Way Down in the Hole

aIt didn’t take much reading between the lines to decipher the central message of last week’s Senate Judiciary Subcommittee hearing on solitary confinement. Lawmakers and witnesses alike appeared to agree: There are people in solitary confinement in American prisons who just don’t belong there. And then, there are other people who do.

In taking this approach, the hearing reflected a growing consensus on how to deal with the more than 80,000 people held in isolation in U.S. prisons. An increasing number of elected officials, corrections departments, and even some prison reform advocates are condemning not solitary confinement itself, but the “overuse” of solitary. They call for a “reduction” in the numbers of individuals held in isolation, beginning with vulnerable groups like children and people with mental illness, and moving on to those who commit minor infractions.

From a pragmatic point of view, it’s difficult to fault this strategy, which promises a prompt reprieve to those who are likely to be suffering the most, and are also likely to win the most sympathy from politicians and the public. Yet the approach is troubling to some advocates, who believe that solitary confinement as it is practiced in the United States today is by nature torture, and therefore unacceptable treatment for anyone. By sending the message that incarcerated individuals fall into two groups — those who deserve relief from the torturous effects of solitary confinement and those who do not — it may also have the effect of driving some people even deeper into the hole.

The message was clear enough in Chairman Dick Durbin’s opening remarks before a packed hearing room on Capitol Hill last Tuesday, as the Senate Judiciary Subcommittee on the Constitution, Civil Rights and Human Rights met for the second time in two years to consider “The Human Rights, Fiscal, and Public Safety Consequences” of solitary confinement.

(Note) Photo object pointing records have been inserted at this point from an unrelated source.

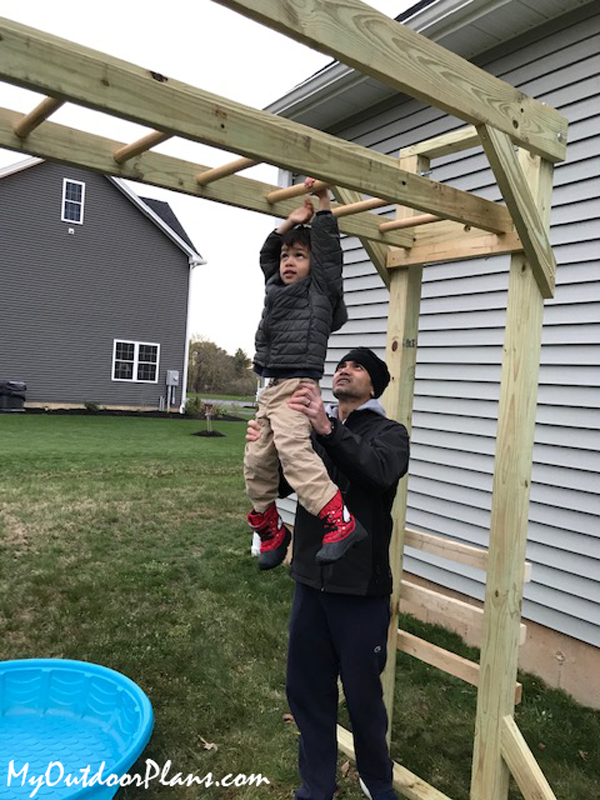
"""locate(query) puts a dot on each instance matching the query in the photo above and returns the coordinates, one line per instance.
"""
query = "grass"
(123, 541)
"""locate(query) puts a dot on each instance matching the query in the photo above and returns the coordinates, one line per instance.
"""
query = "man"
(341, 611)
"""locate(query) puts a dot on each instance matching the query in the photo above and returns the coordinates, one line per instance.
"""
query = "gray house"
(95, 290)
(550, 49)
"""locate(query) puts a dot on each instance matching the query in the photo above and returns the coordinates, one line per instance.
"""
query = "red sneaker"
(342, 530)
(274, 536)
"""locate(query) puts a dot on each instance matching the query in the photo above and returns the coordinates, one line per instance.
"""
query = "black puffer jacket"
(298, 318)
(366, 457)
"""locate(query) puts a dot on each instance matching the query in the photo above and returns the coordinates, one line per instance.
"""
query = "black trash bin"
(12, 395)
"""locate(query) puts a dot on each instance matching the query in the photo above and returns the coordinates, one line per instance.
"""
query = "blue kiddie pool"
(59, 720)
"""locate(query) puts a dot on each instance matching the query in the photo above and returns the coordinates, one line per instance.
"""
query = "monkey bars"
(452, 225)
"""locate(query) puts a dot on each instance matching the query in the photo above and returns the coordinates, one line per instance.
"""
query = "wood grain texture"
(510, 506)
(517, 195)
(444, 660)
(375, 45)
(407, 783)
(44, 63)
(522, 764)
(59, 143)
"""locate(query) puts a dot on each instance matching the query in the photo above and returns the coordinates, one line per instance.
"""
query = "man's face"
(351, 381)
(294, 263)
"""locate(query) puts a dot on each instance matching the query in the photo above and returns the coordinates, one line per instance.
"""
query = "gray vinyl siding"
(461, 333)
(66, 297)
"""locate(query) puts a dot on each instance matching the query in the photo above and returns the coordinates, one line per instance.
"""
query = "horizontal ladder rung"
(444, 660)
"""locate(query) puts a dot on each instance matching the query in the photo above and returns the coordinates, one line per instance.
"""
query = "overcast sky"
(215, 49)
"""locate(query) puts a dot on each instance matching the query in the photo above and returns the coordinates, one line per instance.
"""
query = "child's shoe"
(342, 530)
(274, 536)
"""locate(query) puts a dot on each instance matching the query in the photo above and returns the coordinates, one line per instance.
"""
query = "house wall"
(461, 336)
(66, 297)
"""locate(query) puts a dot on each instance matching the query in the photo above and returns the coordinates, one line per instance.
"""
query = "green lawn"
(123, 541)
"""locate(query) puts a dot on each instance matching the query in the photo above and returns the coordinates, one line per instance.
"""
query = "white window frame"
(64, 201)
(136, 360)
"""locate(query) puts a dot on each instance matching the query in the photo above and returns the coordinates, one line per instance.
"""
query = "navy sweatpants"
(333, 634)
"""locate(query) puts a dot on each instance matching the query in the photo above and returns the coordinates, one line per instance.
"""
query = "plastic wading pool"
(71, 715)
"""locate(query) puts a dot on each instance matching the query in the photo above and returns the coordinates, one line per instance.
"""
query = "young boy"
(303, 304)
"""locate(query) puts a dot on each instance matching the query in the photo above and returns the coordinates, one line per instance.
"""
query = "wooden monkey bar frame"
(452, 225)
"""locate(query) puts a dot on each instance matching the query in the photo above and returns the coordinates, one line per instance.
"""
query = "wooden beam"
(42, 62)
(442, 547)
(377, 46)
(216, 173)
(450, 607)
(409, 222)
(450, 241)
(407, 783)
(401, 359)
(59, 143)
(39, 114)
(360, 205)
(444, 145)
(445, 660)
(140, 146)
(518, 197)
(522, 764)
(377, 252)
(510, 506)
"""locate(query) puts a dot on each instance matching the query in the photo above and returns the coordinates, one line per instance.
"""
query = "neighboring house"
(550, 49)
(95, 289)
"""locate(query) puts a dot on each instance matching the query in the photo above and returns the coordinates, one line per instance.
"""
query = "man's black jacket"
(365, 456)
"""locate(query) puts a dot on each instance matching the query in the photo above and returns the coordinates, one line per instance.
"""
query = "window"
(72, 202)
(135, 361)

Durbin’s statement began with broad strokes. The fact that “the United States holds more prisoners in solitary confinement than any other Democratic nation” is a “human rights issue that we cannot ignore,” the Illinois Democrat said. He quoted Anthony Graves, a Texas death row exoneree who testified at the first Senate hearing on solitary 2012: “‘No one can begin to imagine the psychological effects isolation has on another human being. Solitary confinement does one thing: It breaks a man’s will to live.’” In his seven years as chair of the subcommittee, Durbin declared, “I cannot remember more compelling testimony.”

But Durbin quickly narrowed his focus. Noting that the hearing was taking place on the one-year anniversary of the murder of a federal correctional officer, Durbin said emphatically: “Make no mistake….Some dangerous inmates must be held in segregated confinement.” By way of  example, Durbin described a visit to Tamms, the now-shuttered Illinois state supermax, where he asked officials to “take me to the worst of the worst,” and met a man who had murdered his cellmate. Some people would always be threats to the safety of staff and other prisoners, Durbin said, and “We’ve got to balance that against our concerns about humane treatment of those in solitary confinement.”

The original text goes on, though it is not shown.